Crock pots are wonderful things for cooking beans of any kind, but Camellia brand Butter Beans slow cooked with alligator sausage are the best-est and after cracking a couple of cold ones we sat down and I ‘splained the layout of the Fest; when I told him the price of the ticket he about spewed his beer across the table. He kind of recovered when I told him that I had scored a couple of free passes
“First thing” I told him, “the weather: it’s gonna be hot, cold, windy, sunny and muddy from the rain, so dress accordingly; the beer’s gonna be expensive and if you want to see any of the world class acts you’ll have to secure a spot early on and expect it to get crowded.”
“Tell me why I want to subject myself and my dog to this abuse?” he countered, his mouth full of Leidenhiemer’s crusty French bread. “We hate whatever kind of weather that that is and we don’t like being crowded.”
“It’s about the music and the food and Whodat can’t come.”
Now, Whodat is a little guy, not much to look at, and one thing that I’ve learned not to do is to disrespect a man’s best friend.
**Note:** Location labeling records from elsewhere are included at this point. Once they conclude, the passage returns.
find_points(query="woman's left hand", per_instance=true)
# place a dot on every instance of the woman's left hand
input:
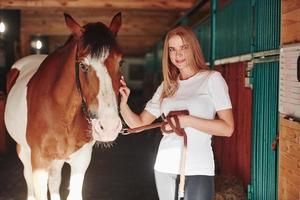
(183, 119)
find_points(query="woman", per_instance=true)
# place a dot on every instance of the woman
(188, 84)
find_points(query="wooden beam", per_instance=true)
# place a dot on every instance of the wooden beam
(107, 4)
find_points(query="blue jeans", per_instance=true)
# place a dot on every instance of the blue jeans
(198, 187)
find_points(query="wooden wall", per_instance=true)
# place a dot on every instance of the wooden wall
(289, 162)
(290, 19)
(233, 155)
(289, 135)
(3, 133)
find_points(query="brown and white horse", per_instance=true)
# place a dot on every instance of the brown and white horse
(59, 105)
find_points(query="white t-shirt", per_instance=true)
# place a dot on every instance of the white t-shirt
(202, 95)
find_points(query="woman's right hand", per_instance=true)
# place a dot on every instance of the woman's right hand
(124, 91)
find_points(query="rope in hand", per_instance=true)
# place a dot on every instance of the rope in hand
(174, 128)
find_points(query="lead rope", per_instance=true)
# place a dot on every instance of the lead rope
(181, 132)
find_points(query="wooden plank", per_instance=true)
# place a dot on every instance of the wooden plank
(289, 5)
(291, 23)
(289, 159)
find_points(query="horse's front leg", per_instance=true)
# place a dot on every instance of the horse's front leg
(24, 155)
(40, 174)
(55, 179)
(79, 163)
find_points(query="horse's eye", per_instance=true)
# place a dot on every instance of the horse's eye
(121, 63)
(84, 67)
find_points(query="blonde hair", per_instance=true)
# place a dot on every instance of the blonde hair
(195, 59)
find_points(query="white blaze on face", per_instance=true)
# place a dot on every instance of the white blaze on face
(108, 124)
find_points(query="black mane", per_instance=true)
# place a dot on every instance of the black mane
(98, 38)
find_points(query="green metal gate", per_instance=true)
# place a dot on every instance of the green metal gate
(265, 127)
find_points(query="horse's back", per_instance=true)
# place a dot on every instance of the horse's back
(16, 105)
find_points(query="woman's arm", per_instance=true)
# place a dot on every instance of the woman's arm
(223, 126)
(132, 119)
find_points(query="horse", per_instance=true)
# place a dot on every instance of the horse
(58, 106)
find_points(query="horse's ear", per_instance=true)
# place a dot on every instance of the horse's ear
(76, 29)
(116, 23)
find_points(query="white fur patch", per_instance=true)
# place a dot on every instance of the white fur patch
(16, 106)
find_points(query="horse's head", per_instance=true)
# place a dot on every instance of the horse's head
(97, 75)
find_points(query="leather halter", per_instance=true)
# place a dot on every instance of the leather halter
(179, 131)
(89, 116)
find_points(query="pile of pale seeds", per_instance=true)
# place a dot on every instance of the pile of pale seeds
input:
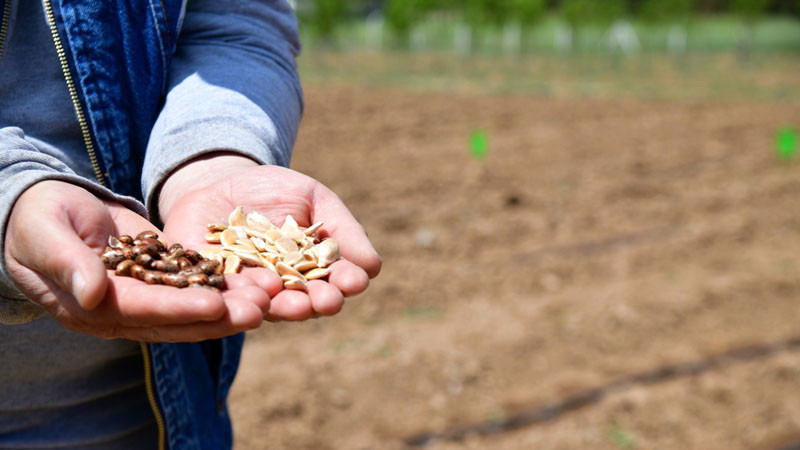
(148, 258)
(293, 252)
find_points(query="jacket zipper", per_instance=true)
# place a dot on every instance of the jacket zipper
(4, 25)
(73, 93)
(87, 139)
(151, 396)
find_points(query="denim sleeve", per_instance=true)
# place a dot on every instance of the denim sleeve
(21, 166)
(233, 85)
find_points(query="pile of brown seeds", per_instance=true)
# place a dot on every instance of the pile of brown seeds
(294, 253)
(148, 258)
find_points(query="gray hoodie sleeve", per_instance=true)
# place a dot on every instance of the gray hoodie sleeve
(233, 86)
(21, 166)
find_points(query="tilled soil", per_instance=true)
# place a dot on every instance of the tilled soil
(614, 274)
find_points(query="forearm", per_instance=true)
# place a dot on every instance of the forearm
(233, 88)
(21, 166)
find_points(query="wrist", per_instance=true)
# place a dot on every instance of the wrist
(198, 174)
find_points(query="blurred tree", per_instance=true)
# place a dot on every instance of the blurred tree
(528, 13)
(325, 17)
(750, 11)
(580, 13)
(402, 15)
(676, 13)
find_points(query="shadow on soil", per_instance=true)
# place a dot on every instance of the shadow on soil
(547, 413)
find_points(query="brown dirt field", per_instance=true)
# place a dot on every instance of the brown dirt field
(600, 241)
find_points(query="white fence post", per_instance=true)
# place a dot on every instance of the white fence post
(463, 39)
(374, 31)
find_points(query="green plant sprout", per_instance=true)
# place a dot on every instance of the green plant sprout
(479, 144)
(786, 143)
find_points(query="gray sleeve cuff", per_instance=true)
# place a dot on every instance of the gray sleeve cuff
(21, 166)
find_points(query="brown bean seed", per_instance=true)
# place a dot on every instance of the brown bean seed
(175, 280)
(144, 259)
(138, 271)
(184, 263)
(193, 256)
(216, 280)
(208, 266)
(153, 277)
(112, 257)
(124, 268)
(198, 278)
(147, 234)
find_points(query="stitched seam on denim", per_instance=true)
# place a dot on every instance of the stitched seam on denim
(160, 43)
(6, 17)
(166, 24)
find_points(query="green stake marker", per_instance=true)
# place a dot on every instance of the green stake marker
(786, 143)
(478, 144)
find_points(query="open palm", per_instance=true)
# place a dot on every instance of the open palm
(54, 236)
(277, 192)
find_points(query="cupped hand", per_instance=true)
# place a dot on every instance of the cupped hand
(54, 236)
(207, 190)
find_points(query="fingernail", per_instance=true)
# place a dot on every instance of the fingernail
(78, 286)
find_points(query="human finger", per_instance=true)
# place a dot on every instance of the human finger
(326, 299)
(349, 278)
(54, 243)
(340, 223)
(290, 305)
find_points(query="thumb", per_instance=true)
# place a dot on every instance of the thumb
(57, 246)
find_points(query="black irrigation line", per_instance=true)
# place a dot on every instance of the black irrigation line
(547, 413)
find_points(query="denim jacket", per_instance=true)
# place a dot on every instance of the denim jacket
(117, 58)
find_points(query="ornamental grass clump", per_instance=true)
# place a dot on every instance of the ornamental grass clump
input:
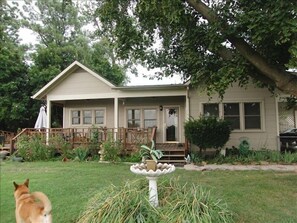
(178, 203)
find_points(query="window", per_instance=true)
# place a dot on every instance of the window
(133, 118)
(87, 117)
(252, 116)
(231, 114)
(75, 117)
(211, 109)
(99, 116)
(242, 115)
(150, 118)
(142, 117)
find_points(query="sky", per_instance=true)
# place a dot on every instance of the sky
(27, 36)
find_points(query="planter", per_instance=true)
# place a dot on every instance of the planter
(151, 165)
I did not know that even insinuating that these two chums were not accepted, nay welcome anywhere on the planet, as a couple, so to speak, would have about the same effect as me telling Jesus that he had to be separated from that Magdalene dame. I finally convinced him that the little tyke would get confused with all those people, some of which were capable of shouting “WHO DAT?!!” without reason or provocation. I got him sufficiently greased and to bed early, up early, caffeinated, ‘egg and gritted’, outfitted and observed in patient silence the tearful separation of man and beast. I was sure that the cur would reek havoc while we were gone but what can you do?
Oh, Vinny didn’t mind having a couple at Liuzza’s By the Track beforehand but that was the last I saw him anywhere near happy for the whole day. Over bloody Mary’s he filled me in on the gimp story of how he had been ‘talkin’ when he shoulda been listenin’ woe is me and can you believe I didn’t see that coming blah blah blah. I thought he looked good as a gimp; it reconciled his body with his personality. But I ain’t saying nothing about cripples in general, you know? Just that I came to realize that on Vinny… the gimp suited him.
I told him that if you can’t have fun at the Jazz Festival, you can’t have fun anywhere, got him in the gate and ditched him after letting him know where the spare key was.
I saw him a few times that day not having any fun and although I couldn’t grok that, I let it slide. There’s only one thing worse than someone who is trying too hard to have fun and that’s someone who is not letting themselves have any fun at all. Period.
Me? I always have fun at the Fest I’m in, I’m out, I’m movin’ and groovin’ and down like James Brown. It’s ALL fun! From the food booths to the long lines and the people and the freedom to get up and go or stay as I choose, it is the antithesis of restriction or Claustrophobia. I must be getting flashbacks of earlier times at music venues when I was young, dumb and full of whatever. The air is thick with the harmonic conversion of music to matter in the highest order. And hey, they even give you this paper free! Jazz, Gospel, Blues, R&B, Zyteco, Mardi Gras Indians, brass bands, crawfish, crab, oysters and alligator the Fest has it all and more, more, more!
Vinny? He spent the rest of the weekend sitting on my porch watching the Festers come and go and drinking my beer while Whodat dug up my flowers and soiled my lawn. He did me a favor by not doin’ me any favors, if you get my drift. Happy Jazz Fest Y’all!!!